The Rescue and Crosshair multiplayer modes do not allow respawns, which makes these the most challenging multiplayer options in Hardline. In Rescue, the criminals guard two hostages while the police try to rescue at least one of the hostages and escort them out of the building. In Crosshair, one player is a VIP that the law enforcement team is trying to get into protective custody, and the criminals are trying to kill the VIP.
Heist, Hotwire, Blood Money, Rescue, and Crosshair, all make sense in a cops-and-robbers game. The traditional Battlefield multiplayer mode Conquest does not feel like it meshed with Hardline’s theme, however. It makes sense, in other Battlefield games, for two armies to fight over contested land. To see armies of cops and criminals fighting for similar objectives, however, just feels weird and out of place. It feels like Conquest is tacked on, because Battlefield fans wouldn’t accept anything less.
Deathmatch also felt odd to me, compared to the five themed multiplayer modes because Deathmatch also had nothing intrinsically to do with a cops-and-robbers theme. I could have done without Conquest or Deathmatch. They felt like distractions from the multiplayer modes that naturally went with Hardline’s theme.
Wrapped around all of this is the usual class-based Battlefield system, with Operators, Mechanics, Enforcers, and Professionals standing in for the traditional Assault, Engineer, Support, and Recon classes. Players earn cash they can use to unlock weapons. By performing well with those weapons, they can unlock attachments. Battlepacks that include weapon skins, experience boosters, and vanity items are earned by hitting benchmarks in either the campaign or multiplayer, and can also be purchased with in-game cash.
The five multiplayer modes could have been sold on their own, to inject some fresh gameplay into Battlefield.

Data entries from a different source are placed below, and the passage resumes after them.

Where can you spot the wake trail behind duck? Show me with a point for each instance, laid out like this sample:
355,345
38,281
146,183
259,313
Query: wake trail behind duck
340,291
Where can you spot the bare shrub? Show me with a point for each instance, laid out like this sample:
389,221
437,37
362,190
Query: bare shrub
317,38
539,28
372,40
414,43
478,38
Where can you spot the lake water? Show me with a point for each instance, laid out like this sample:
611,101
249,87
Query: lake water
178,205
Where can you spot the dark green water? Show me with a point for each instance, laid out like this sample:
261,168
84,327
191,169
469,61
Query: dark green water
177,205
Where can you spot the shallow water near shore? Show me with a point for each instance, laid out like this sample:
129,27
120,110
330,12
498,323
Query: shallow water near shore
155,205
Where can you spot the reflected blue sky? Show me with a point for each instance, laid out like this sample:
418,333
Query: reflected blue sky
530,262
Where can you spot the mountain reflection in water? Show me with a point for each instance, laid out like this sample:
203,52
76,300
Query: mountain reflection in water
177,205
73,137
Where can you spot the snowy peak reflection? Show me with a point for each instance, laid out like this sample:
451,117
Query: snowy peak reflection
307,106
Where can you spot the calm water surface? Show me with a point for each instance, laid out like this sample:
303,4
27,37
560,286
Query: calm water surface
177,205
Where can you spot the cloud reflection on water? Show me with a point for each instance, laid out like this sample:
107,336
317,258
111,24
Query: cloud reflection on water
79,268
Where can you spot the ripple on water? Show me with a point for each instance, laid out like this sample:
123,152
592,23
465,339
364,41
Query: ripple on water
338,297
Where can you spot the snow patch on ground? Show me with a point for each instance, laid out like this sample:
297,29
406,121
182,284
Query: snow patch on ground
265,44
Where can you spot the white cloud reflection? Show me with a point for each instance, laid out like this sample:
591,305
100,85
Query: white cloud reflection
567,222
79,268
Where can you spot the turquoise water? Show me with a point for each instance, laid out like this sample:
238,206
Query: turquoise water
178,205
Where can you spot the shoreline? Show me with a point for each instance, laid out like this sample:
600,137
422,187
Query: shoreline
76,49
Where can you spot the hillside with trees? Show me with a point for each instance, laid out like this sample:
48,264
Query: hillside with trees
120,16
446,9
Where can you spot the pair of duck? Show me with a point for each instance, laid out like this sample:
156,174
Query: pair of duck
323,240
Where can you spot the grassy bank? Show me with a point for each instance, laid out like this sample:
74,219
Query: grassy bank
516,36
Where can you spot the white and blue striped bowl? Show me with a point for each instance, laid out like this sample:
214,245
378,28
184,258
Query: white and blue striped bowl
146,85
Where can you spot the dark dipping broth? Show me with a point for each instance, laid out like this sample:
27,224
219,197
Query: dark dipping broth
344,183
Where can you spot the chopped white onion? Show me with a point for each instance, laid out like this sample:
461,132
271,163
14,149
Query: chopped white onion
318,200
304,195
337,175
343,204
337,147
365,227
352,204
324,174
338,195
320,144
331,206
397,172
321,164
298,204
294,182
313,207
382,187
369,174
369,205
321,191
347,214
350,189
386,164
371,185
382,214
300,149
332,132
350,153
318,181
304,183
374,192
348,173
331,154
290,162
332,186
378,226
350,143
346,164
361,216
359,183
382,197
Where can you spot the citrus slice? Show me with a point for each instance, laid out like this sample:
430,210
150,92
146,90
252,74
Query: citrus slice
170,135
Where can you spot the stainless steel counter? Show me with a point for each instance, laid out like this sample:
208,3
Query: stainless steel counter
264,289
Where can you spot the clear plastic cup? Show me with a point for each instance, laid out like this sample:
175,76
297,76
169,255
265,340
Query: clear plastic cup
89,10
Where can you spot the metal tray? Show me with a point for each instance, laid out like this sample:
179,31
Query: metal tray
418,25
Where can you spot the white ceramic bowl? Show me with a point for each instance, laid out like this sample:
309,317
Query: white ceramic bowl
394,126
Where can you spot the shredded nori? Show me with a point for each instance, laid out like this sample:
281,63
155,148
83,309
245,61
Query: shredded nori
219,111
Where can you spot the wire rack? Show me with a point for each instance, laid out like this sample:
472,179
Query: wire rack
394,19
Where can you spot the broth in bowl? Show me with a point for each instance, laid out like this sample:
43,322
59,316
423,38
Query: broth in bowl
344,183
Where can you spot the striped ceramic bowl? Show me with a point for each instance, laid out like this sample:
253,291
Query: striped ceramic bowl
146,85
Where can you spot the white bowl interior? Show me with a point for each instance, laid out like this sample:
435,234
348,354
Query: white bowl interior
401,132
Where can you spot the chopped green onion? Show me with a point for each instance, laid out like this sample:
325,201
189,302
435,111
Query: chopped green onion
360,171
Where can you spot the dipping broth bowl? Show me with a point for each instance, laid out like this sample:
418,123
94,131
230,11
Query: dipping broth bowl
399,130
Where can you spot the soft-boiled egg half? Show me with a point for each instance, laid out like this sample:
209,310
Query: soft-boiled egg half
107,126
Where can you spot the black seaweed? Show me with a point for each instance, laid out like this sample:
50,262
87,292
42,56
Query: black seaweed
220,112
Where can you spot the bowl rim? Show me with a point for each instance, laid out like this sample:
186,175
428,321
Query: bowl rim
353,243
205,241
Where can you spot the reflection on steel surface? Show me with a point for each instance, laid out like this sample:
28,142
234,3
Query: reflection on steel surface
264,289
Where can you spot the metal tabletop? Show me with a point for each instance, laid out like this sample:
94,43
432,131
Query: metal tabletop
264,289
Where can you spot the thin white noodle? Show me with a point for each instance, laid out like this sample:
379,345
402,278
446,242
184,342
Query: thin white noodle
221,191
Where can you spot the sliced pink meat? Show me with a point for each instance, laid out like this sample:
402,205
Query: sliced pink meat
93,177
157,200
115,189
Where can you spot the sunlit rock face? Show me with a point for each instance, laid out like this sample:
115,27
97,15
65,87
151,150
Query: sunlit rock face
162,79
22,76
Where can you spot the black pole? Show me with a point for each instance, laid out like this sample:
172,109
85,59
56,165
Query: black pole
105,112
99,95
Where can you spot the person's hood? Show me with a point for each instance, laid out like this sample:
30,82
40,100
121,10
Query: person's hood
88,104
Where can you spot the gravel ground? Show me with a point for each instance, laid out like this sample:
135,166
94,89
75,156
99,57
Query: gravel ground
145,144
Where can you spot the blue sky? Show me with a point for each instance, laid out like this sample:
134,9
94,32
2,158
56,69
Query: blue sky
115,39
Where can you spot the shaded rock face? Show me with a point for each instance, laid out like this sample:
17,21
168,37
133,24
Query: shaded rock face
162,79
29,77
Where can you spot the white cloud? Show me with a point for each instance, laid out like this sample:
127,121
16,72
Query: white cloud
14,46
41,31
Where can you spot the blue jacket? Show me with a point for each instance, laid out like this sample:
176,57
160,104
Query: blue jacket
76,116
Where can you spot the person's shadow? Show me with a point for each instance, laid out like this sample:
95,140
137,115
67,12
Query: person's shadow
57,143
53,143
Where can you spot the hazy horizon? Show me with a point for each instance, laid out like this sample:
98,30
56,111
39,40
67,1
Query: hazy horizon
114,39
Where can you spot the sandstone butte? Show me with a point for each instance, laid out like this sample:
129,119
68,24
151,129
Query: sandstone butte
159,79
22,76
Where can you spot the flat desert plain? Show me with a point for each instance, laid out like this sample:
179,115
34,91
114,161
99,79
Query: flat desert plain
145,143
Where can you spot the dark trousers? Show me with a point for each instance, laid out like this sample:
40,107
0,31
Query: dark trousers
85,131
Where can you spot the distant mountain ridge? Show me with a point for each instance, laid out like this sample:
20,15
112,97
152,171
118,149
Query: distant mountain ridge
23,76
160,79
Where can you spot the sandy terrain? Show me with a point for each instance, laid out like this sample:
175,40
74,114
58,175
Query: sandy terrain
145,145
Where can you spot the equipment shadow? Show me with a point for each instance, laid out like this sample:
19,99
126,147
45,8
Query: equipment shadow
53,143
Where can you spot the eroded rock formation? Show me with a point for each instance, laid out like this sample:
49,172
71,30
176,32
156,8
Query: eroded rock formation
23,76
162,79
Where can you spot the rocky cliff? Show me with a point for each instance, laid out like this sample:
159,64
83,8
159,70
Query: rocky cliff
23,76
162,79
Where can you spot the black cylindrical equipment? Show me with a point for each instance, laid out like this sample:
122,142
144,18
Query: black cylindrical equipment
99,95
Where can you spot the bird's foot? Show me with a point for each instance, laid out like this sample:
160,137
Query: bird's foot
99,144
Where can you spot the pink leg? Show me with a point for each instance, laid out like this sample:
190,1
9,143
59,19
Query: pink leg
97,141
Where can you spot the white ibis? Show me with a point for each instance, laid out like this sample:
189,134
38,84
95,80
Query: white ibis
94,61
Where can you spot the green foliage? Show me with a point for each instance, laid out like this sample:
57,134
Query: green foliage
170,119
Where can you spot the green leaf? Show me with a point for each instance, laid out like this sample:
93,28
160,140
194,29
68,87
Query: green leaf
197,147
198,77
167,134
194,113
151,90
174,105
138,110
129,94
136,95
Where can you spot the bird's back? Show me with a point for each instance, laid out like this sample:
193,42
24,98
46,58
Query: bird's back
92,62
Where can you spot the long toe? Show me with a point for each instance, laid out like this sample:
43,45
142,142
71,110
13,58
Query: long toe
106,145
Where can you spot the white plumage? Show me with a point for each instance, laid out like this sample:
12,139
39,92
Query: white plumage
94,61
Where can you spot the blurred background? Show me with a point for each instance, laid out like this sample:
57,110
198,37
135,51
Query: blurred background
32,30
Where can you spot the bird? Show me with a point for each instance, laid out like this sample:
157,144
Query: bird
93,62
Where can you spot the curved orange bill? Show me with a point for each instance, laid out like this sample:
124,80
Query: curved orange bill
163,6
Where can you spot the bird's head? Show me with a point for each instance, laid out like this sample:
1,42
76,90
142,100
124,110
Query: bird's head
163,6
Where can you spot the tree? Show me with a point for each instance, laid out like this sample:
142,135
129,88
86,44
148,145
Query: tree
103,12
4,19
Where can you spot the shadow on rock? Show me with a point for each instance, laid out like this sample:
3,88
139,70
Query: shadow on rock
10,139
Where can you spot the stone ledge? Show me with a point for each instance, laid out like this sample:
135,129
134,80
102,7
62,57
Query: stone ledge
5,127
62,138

Hardline’s multiplayer is much faster paced than usual Battlefield games, and feels more like Call of Duty-speed FPS play. That’s going to please some shooter fans.
The rest of Battlefield Hardline feels like an ill-fitting concept pitch that in execution represents a hole the game’s producers dug for the development teams. I have no doubt Hardline represents the best efforts of two talented studios, Visceral and DICE, to cough up a satisfying cops-and-robbers Battlefield. Despite best efforts, the pairing doesn’t work.
Disclosure: Our Xbox One review copy of Battlefield: Hardline was provided by Electronic Arts.